I'm interested in natural language processing and large language models, particulary in the fields of agentic search, embedding models and reranking, and information-seeking for retrieval-augmented generation.

Papers

	WiNELL: Wikipedia Never-Ending Updating with LLM Agents Revanth Reddy, Tanay Dixit, Jiaxin Qin, Cheng Qian, Daniel Lee, Jiawei Han, Kevin Small, Xing Fan, Ruhi Sarikaya, Heng Ji Under Review We introduce WiNELL, an agentic framework for automatic wikipedia updating, that continuously monitors online sources for recent facts, identifies relevant updates for the Wiki article under consideration, and generates well-formed edit suggestions.
	SWERank: Software Issue Localization with Code Ranking Revanth Reddy, Tarun Suresh, JaeHyeok Doo, Ye Liu, Xuan Phi Nguyen, Yingbo Zhou, Semih Yavuz, Caiming Xiong, Heng Ji, Shafiq Joty Under Review [Paper][Blog Post][Code] We introduce SWERank, a code ranking framework for software issue localization, which identifies the relevant code that needs to be modified to fix a software issue.
	CoRNStack: High-Quality Contrastive Data for Better Code Retrieval and Reranking Tarun Suresh, Revanth Reddy, Yifei Xu, Zach Nussbaum, Andriy Mulyar, Brandon Duderstadt, Heng Ji ICLR 2025 [Paper][Blog Post][Code] We introduce CoRNStack, a large-scale, high-quality contrastive training dataset for code that spans multiple programming languages. We demonstrate that contrastive training of embedding models using CoRNStack leads to state-of-the-art performance across a variety of code retrieval tasks.
	INFOGENT: An Agent-Based Framework for Web Information Aggregation Revanth Reddy, Sagnik Mukherjee, Jeonghwan Kim, Zhenhailong Wang, Dilek Hakkani-Tur, Heng Ji NAACL Findings, 2025 [Paper][Blog Post][Code] We introduce INFOGENT,a novel modular and feedback-driven framework for web information aggregation involving three distinct components: Navigator, Extractor and Aggregator.

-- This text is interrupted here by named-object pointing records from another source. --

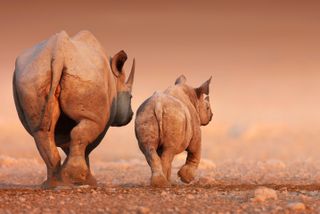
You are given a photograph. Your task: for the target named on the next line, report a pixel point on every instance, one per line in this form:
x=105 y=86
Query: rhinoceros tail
x=57 y=67
x=18 y=105
x=159 y=113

	Inference-time Reranker Relevance Feedback for Neural Information Retrieval Revanth Reddy, Pradeep Dasigi, Md Arafat Sultan, Arman Cohan, Avi Sil, Heng Ji Hannaneh Hajishirzi SIGIR 2025 [Paper] We propose to compute an improved vector representation of the query using supervision from the re-ranker at inference time, thereby improving the retriever's Recall@K. Our approach is parameter-free, lightweight, and can serve arbitrary retrieve-and-rerank pipelines, significantly improving retrieval recall in multiple domains, languages, and modalities.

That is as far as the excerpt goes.